Fodwatch: Automation for detecting reproducibility issues in fixed-output derivations

The goal of this project is detecting broken fixed-output derivations (for example: upstream tarballs or entire domains bitrotting away, git tags getting force pushed, fetchurl instead of fetchpatch, etc.). It does this by forcibly rebuilding all FODs in nixpkgs with allowSubstitutes=false and disabling tarballs.n.o.

Broken FODs are currently undetected because sources are also cached at cache.n.o.

Currently, 845 out of 91025 (or 0.93%) of FODs are broken for x86_64-linux (but keep in mind that I initially ran this in May, which was a bad month for GitHub uptime). I intend to run this somewhat regularly.

https://tapesoftware.net/fodwatch/

22 Likes

Nice website! If it isn’t too hard it would be cool to search by maintainer too.

3 Likes

That’s possible now.

2 Likes

Tangential curiosity: how hard do you think it would be from ~here to trawl through past revisions to collect and deduplicate all of the FODs before checking?

(If the cache leaves S3, I’ve wondered if there’s meaningful egress savings in seeding the new cache with all of the sources that are still reachable and unchanged.)

If I understand correctly, you want a set of all outPaths of all FODs, ever (and then possibly build those). The limiting factor there is how fast you can evaluate nixpkgs, as each evaluation takes 5-10 minutes ish. And you need to potentially do it for every system that gets cached (there are darwin and linux specific packages for example.

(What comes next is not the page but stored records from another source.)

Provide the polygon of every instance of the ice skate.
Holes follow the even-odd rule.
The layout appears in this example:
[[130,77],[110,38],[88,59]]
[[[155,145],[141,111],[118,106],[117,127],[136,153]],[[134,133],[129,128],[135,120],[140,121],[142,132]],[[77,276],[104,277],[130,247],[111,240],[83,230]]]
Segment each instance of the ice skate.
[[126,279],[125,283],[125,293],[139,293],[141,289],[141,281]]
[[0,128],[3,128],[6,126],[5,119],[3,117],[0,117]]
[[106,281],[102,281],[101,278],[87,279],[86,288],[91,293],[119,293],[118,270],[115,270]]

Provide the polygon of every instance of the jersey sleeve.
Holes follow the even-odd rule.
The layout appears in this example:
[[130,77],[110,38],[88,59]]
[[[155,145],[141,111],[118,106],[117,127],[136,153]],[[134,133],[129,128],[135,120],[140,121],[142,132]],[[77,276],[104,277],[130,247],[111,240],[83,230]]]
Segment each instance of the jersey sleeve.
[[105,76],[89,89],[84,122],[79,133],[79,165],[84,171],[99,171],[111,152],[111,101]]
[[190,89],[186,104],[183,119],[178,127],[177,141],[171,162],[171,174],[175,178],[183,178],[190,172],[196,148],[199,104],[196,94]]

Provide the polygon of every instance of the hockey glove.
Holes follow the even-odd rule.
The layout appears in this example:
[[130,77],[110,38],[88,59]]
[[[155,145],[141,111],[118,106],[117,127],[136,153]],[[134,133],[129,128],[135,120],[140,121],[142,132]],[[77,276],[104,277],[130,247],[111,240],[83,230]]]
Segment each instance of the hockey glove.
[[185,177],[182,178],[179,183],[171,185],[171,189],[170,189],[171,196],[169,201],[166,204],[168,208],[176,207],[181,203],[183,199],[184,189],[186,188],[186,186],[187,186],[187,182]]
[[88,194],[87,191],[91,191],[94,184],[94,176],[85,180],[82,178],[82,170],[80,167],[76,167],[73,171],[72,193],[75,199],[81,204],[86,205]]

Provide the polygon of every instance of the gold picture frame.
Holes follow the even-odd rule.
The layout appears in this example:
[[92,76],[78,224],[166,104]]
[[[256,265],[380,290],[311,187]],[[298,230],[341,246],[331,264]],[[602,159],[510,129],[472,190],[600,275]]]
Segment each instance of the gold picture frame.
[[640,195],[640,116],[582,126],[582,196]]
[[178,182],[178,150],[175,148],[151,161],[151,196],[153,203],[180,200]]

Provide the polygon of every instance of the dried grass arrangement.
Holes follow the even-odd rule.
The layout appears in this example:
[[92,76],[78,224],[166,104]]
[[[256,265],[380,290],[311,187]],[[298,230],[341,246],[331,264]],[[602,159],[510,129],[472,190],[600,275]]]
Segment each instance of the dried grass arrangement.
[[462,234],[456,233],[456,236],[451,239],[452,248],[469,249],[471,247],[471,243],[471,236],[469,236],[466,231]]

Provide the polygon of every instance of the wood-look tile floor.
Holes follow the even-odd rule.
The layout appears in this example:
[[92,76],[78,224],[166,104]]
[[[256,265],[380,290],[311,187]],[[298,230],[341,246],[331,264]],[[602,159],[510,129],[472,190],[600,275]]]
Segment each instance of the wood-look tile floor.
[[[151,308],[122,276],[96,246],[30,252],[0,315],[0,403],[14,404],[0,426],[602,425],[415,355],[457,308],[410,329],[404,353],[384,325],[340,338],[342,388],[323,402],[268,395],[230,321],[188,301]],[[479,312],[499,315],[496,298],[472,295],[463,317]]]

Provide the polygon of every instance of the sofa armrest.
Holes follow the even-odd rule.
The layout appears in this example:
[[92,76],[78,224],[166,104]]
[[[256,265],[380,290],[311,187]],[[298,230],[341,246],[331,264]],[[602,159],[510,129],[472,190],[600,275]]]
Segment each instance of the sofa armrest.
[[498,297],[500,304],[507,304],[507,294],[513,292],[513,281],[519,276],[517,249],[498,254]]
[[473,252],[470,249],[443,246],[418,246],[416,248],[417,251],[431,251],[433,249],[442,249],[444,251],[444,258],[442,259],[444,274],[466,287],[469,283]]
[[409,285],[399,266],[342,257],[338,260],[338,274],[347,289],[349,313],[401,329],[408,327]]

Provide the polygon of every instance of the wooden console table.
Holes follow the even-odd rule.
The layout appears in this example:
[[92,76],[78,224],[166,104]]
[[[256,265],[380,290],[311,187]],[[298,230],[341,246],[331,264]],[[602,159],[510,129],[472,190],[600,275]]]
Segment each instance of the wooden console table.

Even now this project is missing some derivations because of that).

1 Like

Yes, roughly (and you’re right that there will be a tail of system-specific FODs, especially in the packages that just download existing binaries).

I could imagine reducing the eval load by writing a script that can iterate over revisions and ~accumulate revisions that don’t overlap/conflict…

That said, as I think about the logistics, and how many machine-months it could take to eval even 1/20th of the number of commits, and about how much time the git operations alone might take, and the fact that the cache may also have sources from hydra builds in other repos–I’m hoping the problem is more tractable from the cache side :slight_smile: